How convenient are your services?
If you are offering fast and quick services, then listing your price on your site is a good idea. For example, if you are offering medication refills via telemedicine, then it would be wise to offer the pricing on your website. This is a fast-economic exchange. They book an appointment, you give them a refill, and that is it. It takes 5-10 minutes and should not cost more than a standard co-pay.
If your goal is to provide convenient care, then consider listing the price of your service on your site. The patient is looking for convenience, not a headache. If they have to call you inquiring about the price, you have just made their life less convenient. Remember that!
Is this telemedicine? Do they schedule online?
If the patient schedules their appointment online through your site, it would be wise to list the prices. The last thing you want is for a patient to schedule an appointment, and then when the appointment comes around, they cannot afford it because they had no idea it was going to be so expensive.
Most telemedicine practices will allow for online scheduling, so it would be wise to list your pricing if patients have the ability to schedule online.
Is this a treat and street type practice?

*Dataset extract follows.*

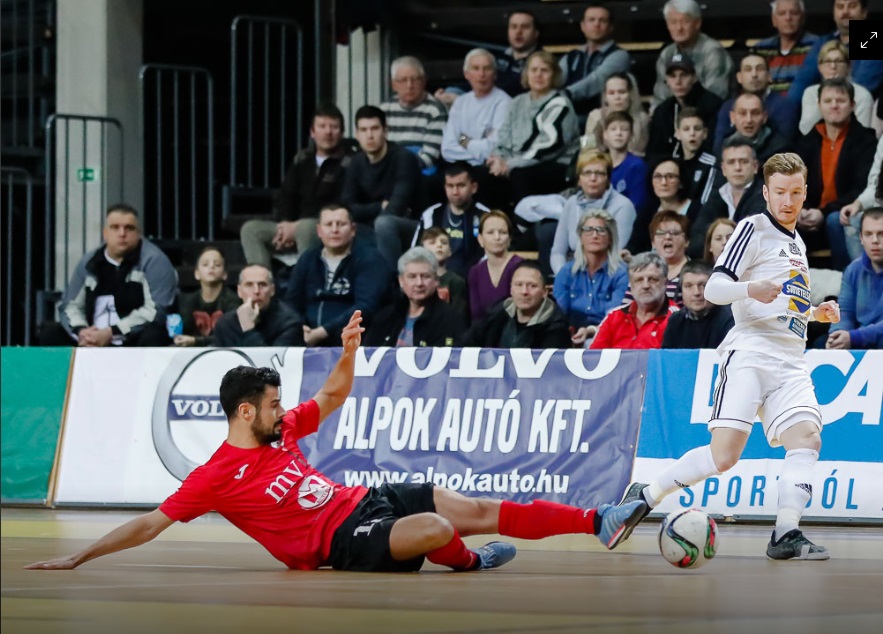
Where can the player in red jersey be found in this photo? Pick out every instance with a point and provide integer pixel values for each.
(260, 481)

If you typically just see a patient one time and never again or very infrequently, you have a treat and street type practice. Urgent care, medical cannabis evaluations, and sick visits are treat and street type practices. Again, patients are looking for convenience, therefore it would be wise to add your prices to your website.
One of the selling points of my medical cannabis practice are the cheap prices I offer. It also happens to be a treat and street type practice. I see the person one time for the evaluation and then once a year for their renewal. Patients want to know how much this yearly encounter will be, so having the prices on my site is an absolute requirement.
If you are treating people for a quick sick visit via telemedicine, they are going to want to know the price. This is a one-time encounter, so make sure it is listed on your site!
Consider these factors when determining if you should list your prices on your website. It ultimate is a marketing play and something you need to put thought into. It could make the difference with increasing your patient volume!